High-performance garbage collection for C++

Published · Tagged with internals memory cppgc

In the past we have already been writing about garbage collection for JavaScript, the document object model (DOM), and how all of this is implemented and optimized in V8. Not everything in Chromium is JavaScript though, as most of the browser and its Blink rendering engine where V8 is embedded are written in C++. JavaScript can be used to interact with the DOM that is then processed by the rendering pipeline.

Because the C++ object graph around the DOM is heavily tangled with Javascript objects, the Chromium team switched a couple of years ago to a garbage collector, called Oilpan, for managing this kind of memory. Oilpan is a garbage collector written in C++ for managing C++ memory that can be connected to V8 using cross-component tracing that treats the tangled C++/JavaScript object graph as one heap.

This post is the first in a series of Oilpan blog posts which will provide an overview of the core principles of Oilpan and its C++ APIs. For this post we will cover some of the supported features, explain how they interact with various subsystems of the garbage collector, and do a deep dive into concurrently reclaiming objects in the sweeper.

Most excitingly, Oilpan is currently implemented in Blink but moving to V8 in the form of a garbage collection library. The goal is to make C++ garbage collection easily available for all V8 embedders and more C++ developers in general.

Background #

Oilpan implements a Mark-Sweep garbage collector where garbage collection is split among two phases: marking where the managed heap is scanned for live objects, and sweeping where dead objects on the managed heap are reclaimed.

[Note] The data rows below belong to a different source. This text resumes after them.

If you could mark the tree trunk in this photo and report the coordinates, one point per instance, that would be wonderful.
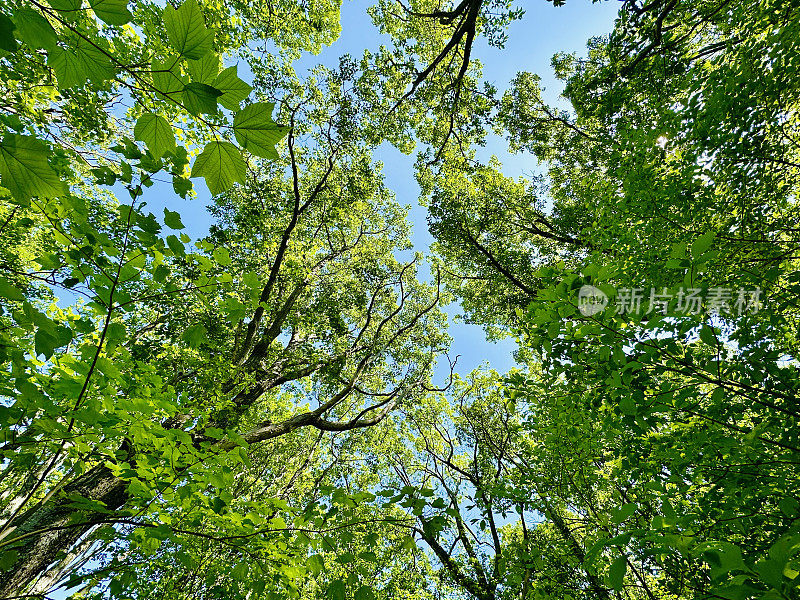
(50, 529)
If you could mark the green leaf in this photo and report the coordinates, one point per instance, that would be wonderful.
(337, 590)
(65, 5)
(256, 131)
(707, 335)
(113, 12)
(167, 78)
(222, 256)
(186, 30)
(222, 165)
(364, 593)
(35, 30)
(7, 40)
(315, 564)
(24, 169)
(622, 513)
(616, 573)
(703, 243)
(233, 89)
(156, 132)
(175, 245)
(45, 343)
(172, 219)
(200, 98)
(728, 556)
(195, 335)
(206, 69)
(7, 559)
(80, 63)
(9, 292)
(770, 572)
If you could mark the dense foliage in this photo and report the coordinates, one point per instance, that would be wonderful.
(253, 410)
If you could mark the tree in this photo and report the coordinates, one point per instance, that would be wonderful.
(676, 172)
(129, 411)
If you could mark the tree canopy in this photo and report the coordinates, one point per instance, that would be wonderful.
(270, 408)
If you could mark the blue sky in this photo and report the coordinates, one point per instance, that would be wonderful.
(543, 31)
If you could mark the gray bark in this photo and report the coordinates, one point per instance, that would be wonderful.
(47, 530)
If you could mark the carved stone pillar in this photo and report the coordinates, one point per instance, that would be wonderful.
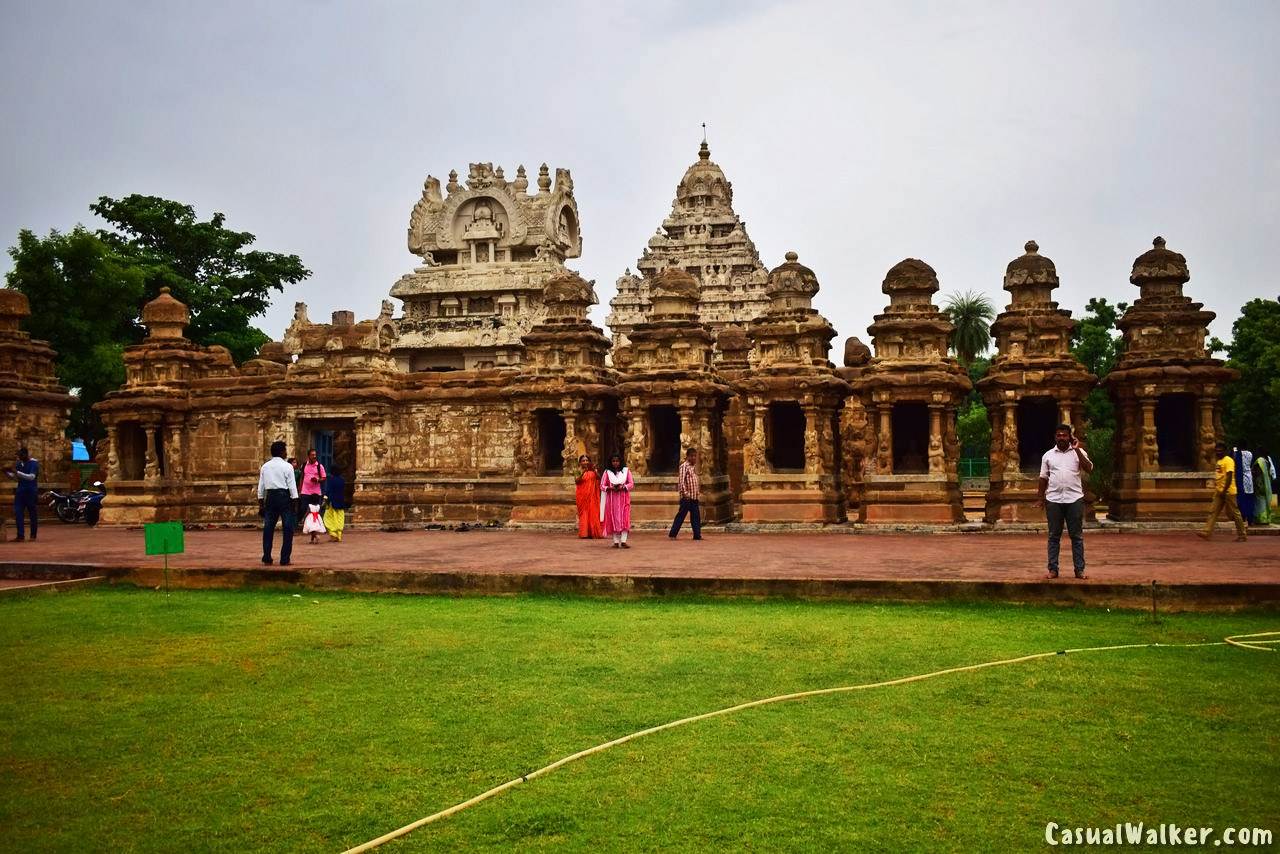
(1013, 459)
(570, 452)
(1148, 456)
(885, 441)
(937, 459)
(151, 471)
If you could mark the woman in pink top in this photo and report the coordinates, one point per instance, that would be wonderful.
(616, 487)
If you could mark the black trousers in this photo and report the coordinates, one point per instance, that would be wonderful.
(1073, 515)
(690, 507)
(278, 507)
(26, 503)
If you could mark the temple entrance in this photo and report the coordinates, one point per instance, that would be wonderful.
(551, 441)
(334, 441)
(664, 433)
(132, 451)
(1175, 432)
(910, 439)
(1037, 421)
(786, 437)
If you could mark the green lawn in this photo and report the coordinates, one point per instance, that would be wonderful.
(261, 721)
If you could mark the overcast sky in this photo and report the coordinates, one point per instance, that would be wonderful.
(856, 135)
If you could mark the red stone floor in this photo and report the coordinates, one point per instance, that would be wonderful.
(1169, 557)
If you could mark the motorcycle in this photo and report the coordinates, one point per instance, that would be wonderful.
(73, 506)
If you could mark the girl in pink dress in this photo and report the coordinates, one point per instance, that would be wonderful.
(616, 487)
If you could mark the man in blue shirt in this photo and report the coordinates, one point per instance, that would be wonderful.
(24, 497)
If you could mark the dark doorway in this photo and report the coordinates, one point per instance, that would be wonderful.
(1037, 421)
(334, 441)
(664, 432)
(1175, 432)
(786, 437)
(132, 453)
(551, 441)
(910, 439)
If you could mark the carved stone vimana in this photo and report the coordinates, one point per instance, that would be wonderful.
(33, 406)
(1034, 384)
(705, 238)
(1168, 396)
(488, 249)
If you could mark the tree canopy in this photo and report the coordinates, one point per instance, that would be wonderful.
(1251, 405)
(87, 290)
(970, 313)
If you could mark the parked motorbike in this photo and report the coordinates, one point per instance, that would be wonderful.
(81, 505)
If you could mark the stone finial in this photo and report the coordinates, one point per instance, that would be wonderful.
(13, 307)
(1031, 269)
(165, 318)
(568, 290)
(791, 281)
(910, 277)
(1160, 264)
(273, 351)
(675, 283)
(856, 354)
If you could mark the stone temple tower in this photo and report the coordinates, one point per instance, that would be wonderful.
(705, 238)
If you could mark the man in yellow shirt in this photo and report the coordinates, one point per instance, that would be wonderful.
(1224, 496)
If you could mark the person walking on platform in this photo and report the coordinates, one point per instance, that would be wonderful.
(689, 492)
(1224, 497)
(277, 493)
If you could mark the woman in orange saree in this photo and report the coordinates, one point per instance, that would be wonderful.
(588, 501)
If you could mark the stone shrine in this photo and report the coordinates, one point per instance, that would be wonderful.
(487, 250)
(1168, 396)
(910, 392)
(671, 400)
(33, 407)
(1034, 384)
(792, 397)
(705, 238)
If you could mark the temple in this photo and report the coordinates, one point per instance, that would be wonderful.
(1168, 394)
(1034, 384)
(474, 403)
(487, 249)
(707, 240)
(33, 406)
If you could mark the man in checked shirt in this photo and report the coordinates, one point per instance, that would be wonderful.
(688, 488)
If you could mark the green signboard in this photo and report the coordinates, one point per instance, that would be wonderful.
(164, 538)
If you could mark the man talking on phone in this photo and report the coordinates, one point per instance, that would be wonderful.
(1061, 494)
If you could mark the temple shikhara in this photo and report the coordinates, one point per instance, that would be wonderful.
(474, 398)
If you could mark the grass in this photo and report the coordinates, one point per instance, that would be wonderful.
(260, 721)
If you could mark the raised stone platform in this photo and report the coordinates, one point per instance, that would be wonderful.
(1188, 572)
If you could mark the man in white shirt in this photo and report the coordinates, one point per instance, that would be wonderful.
(1061, 494)
(277, 491)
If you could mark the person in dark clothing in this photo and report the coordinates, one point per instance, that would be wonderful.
(26, 471)
(277, 491)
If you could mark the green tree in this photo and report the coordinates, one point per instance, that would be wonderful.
(1251, 405)
(80, 292)
(87, 290)
(970, 313)
(210, 268)
(1098, 345)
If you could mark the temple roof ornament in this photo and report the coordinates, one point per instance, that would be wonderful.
(165, 318)
(705, 238)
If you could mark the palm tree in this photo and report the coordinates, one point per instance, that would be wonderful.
(970, 313)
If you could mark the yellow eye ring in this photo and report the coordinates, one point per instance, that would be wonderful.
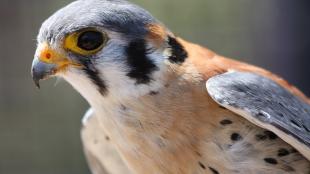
(85, 42)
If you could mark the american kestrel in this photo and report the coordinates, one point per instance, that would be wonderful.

We’ve covered the basics of marking already when introducing concurrent marking in V8. To recap, scanning all objects for live ones can be seen as graph traversal where objects are nodes and pointers between objects are edges. Traversal starts at roots which are registers, native execution stack (which we will call stack from now on), and other globals, as described here.

C++ is not different to JavaScript in that aspect. In contrast to JavaScript though, C++ objects are statically typed and thus cannot change their representation at runtime. C++ objects managed using Oilpan leverage this fact and provide a description of pointers to other objects (edges in the graph) via visitor pattern. The basic pattern for describing Oilpan objects is the following:

class LinkedNode final : public GarbageCollected<LinkedNode> {
public:
LinkedNode(LinkedNode* next, int value) : next_(next), value_(value) {}
void Trace(Visitor* visitor) const {
visitor->Trace(next_);
}
private:
Member<LinkedNode> next_;
int value_;
};

LinkedNode* CreateNodes() {
LinkedNode* first_node = MakeGarbageCollected<LinkedNode>(nullptr, 1);
LinkedNode* second_node = MakeGarbageCollected<LinkedNode>(first_node, 2);
return second_node;
}

In the example above, LinkedNode is managed by Oilpan as indicated by inheriting from GarbageCollected<LinkedNode>. When the garbage collector processes an object it discovers outgoing pointers by invoking the Trace method of the object. The type Member is a smart pointer that is syntactically similar to e.g. std::shared_ptr, which is provided by Oilpan and used to maintain a consistent state while traversing the graph during marking. All of this allows Oilpan to precisely know where pointers reside in its managed objects.

Avid readers probably noticed and may be scared that first_node and second_node are kept as raw C++ pointers on the stack in the example above. Oilpan does not add abstractions for working with the stack, relying solely on conservative stack scanning to find pointers into its managed heap when processing roots. This works by iterating the stack word-by-word and interpreting those words as pointers into the managed heap. This means that Oilpan does not impose a performance penalty for accessing stack-allocated objects. Instead, it moves the cost to the garbage collection time where it scans the stack conservatively. Oilpan as integrated in the renderer tries to delay garbage collection until it reaches a state where it’s guaranteed to have no interesting stack. Since the web is event based and execution is driven by processing tasks in event loops, such opportunities are plentiful.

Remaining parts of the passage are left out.